The Amazon Growing Business Awards, which celebrates exceptional businesses and outstanding entrepreneurs, has been running since 1999, and most of the businesses have gone from strength to strength. Here, we take a look at a couple of winners in the export category: Alba Power (2014 winner) and Sun Mark (2013 winner).
Being an award-winning exporter takes a lot of hard graft – there’s a lot involved, from language barriers and meeting international standards to protecting IP and the sheer weight of admin involved in running a business across continents.
Alba Power, a gas turbine overhaul supply service, quickly realised that adopting a global model was necessary for the success of the business. Campbell Archibald, sales director and president of Alba, said a global offering can help to “cover some of the downturns that happen occasionally.”
“Whether that’s oil or whether it’s Brexit – there’s always something happening. Whereas if you’re global it tends to soften the blow.”
Sun Mark, a marketing and distribution company formed in partnership with its sister company Sea Air and Land Forwarding, had to meet the challenge of operating internationally head on, as it has always been necessary for the business model. Founder Rami Ranger explained: “We offer logistics as well as distribution and marketing of fast moving consumer goods (FMCG).
“We offer a special service to many multinationals by helping them to sell in challenging markets which have more difficult environments than those seen in the G20 region. They focus on their core countries and we contribute to their success in their non-core regions. It’s a win-win relationship.”
Sun Mark operates out of Dubai, Djibouti and Kenya, and from these offices it exports to 130 countries worldwide, with further expansion planned in the future.
For Alba Power, the approach was fairly strategic at first, but gradually began to fall in to place organically.

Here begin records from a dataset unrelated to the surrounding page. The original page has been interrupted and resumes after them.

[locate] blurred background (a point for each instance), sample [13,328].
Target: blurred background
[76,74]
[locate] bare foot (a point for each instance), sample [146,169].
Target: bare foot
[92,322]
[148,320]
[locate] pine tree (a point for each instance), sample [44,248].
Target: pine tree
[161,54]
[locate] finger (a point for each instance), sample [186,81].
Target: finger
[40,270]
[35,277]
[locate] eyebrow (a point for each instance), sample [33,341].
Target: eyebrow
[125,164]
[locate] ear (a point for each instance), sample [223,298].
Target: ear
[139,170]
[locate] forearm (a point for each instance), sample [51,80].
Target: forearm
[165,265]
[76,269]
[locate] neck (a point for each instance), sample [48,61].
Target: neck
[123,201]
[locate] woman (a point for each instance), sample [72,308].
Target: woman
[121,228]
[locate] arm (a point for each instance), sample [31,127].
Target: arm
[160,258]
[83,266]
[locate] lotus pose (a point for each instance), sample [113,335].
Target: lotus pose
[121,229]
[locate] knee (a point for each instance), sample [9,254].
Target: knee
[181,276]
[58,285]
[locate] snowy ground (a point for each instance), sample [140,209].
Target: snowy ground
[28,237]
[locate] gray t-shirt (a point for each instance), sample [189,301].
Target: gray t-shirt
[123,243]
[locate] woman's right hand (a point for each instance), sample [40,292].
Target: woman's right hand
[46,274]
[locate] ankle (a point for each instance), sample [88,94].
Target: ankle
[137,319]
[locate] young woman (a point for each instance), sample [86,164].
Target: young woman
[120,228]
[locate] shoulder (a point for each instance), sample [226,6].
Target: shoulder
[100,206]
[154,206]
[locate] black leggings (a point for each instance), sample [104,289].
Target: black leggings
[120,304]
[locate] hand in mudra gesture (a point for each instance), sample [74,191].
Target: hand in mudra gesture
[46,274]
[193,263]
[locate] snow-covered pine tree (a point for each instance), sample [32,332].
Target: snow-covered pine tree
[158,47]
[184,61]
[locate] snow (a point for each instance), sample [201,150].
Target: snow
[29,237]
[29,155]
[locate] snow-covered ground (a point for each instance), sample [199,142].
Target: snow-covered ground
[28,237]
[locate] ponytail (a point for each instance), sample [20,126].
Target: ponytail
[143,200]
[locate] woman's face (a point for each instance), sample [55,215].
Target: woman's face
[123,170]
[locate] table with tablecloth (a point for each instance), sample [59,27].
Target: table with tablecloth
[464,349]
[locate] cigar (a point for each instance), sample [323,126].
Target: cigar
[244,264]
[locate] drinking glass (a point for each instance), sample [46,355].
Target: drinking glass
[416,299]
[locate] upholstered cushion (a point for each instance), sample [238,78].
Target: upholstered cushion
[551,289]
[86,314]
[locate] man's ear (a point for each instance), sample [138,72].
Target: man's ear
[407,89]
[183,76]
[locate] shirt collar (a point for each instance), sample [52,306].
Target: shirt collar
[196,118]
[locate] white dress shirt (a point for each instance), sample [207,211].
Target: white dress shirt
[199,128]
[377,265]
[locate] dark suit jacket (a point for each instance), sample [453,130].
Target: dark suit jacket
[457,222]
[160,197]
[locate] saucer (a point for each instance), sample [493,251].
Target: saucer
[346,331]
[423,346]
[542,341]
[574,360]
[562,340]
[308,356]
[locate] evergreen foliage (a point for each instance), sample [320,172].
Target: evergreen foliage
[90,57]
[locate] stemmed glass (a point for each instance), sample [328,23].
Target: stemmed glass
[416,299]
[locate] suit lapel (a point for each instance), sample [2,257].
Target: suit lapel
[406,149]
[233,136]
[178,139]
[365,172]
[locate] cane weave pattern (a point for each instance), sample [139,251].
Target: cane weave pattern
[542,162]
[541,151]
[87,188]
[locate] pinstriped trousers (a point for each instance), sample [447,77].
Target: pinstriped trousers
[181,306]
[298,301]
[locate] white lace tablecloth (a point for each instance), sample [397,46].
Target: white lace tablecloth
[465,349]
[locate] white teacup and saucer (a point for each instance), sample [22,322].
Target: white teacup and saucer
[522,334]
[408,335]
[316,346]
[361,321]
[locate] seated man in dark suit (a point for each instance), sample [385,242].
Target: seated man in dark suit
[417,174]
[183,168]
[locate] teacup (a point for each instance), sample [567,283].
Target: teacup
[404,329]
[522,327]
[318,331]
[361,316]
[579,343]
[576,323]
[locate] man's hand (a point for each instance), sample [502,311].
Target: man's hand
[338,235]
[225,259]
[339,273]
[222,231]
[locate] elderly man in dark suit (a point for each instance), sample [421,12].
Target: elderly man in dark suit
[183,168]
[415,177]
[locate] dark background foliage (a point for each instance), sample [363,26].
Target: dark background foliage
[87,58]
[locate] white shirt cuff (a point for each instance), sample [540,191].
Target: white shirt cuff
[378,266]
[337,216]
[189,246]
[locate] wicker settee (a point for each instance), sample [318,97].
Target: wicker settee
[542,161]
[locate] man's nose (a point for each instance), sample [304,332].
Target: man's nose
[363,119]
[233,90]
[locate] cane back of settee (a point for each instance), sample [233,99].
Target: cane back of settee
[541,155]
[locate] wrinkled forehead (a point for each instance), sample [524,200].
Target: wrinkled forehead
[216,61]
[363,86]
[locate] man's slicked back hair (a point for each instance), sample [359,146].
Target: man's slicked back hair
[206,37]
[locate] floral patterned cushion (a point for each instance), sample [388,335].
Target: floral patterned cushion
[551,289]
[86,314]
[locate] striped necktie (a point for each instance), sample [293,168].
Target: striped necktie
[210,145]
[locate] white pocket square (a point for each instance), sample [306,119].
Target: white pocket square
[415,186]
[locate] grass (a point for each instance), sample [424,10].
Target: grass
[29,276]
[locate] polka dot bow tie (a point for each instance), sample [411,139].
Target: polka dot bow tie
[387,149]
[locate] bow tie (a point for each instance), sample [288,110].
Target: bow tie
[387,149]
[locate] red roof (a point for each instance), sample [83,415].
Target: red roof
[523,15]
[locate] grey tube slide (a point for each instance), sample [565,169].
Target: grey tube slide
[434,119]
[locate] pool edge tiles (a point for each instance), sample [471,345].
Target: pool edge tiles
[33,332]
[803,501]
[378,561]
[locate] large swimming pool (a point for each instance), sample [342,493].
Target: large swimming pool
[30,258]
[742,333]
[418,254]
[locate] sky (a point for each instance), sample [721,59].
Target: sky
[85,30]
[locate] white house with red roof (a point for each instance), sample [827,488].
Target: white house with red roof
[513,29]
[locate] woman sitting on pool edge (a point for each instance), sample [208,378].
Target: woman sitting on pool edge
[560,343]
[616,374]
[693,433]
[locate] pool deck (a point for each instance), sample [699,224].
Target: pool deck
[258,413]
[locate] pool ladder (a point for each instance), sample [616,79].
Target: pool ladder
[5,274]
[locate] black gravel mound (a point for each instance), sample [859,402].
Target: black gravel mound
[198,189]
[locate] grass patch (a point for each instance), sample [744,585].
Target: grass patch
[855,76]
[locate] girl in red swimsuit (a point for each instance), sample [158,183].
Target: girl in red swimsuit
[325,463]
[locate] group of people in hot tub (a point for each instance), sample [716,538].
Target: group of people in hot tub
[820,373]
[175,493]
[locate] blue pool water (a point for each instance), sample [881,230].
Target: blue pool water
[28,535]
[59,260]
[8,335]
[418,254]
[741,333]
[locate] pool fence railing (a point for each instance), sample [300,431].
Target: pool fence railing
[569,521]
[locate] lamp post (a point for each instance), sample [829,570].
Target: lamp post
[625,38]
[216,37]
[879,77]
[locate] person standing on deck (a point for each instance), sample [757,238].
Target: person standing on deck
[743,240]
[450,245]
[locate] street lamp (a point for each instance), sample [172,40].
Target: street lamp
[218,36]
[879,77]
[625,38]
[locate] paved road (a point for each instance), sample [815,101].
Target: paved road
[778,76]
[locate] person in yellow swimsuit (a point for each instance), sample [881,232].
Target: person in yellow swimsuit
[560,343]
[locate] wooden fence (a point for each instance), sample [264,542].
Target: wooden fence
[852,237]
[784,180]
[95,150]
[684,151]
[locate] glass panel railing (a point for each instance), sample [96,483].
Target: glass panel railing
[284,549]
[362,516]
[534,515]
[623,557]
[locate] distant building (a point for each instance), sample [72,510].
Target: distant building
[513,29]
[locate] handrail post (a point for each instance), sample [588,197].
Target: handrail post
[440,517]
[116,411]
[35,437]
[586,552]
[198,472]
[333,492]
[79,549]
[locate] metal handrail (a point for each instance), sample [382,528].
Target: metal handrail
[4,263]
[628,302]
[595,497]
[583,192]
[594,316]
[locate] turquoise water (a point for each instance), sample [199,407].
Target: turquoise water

“Every country is slightly different,” said Archibald. “I think initially we chose English speaking countries because it seemed like the obvious choice.” From then on, each country the business looked to expand into was reviewed on a case-by-case basis, and once there was an element of established globalisation it naturally slotted itself into some smaller countries too.
Alba Power and Sun Mark may make exporting look simple from the outside, but of course the two companies have seen success through hard work and devoted research. Archibald claims that for him, the key is to grow with demand and not outpace yourself, whereas Ranger is looking to aggressively seek new markets in the coming months by exhibiting in trade shows in various countries.
Ranger’s company is also looking to having a firmer presence in its core markets. If you’re hoping to take a leaf out of these expert exporters’ books, be sure to assess first what method would work best with your business model.
Advice from our expert exporters
According to Archibald, new businesses looking to export should not overlook the help that’s out there – try and gain some assistance from embassies or UKTI.
“We probably came a bit late on that,” he admitted. “We just kind of did it ourselves and went out there rather than speaking to UKTI or the embassies, but now we’ve changed that as we’ve learned from that process.”
Archibald also explained that a business should never lose sight of those it aims to serve, and customer service is paramount. “If somebody phones, the phone gets answered,” he said. When your worldwide competition is quite large, small businesses must play to their strengths and offer the best service available.
However, while research is doubtless important, Ranger also insisted it is fundamental to the success of a new company to “stop talking and start doing business”.
“As they say, the longest journey begins with a first single step and we should take that magic step and the rest will become history.”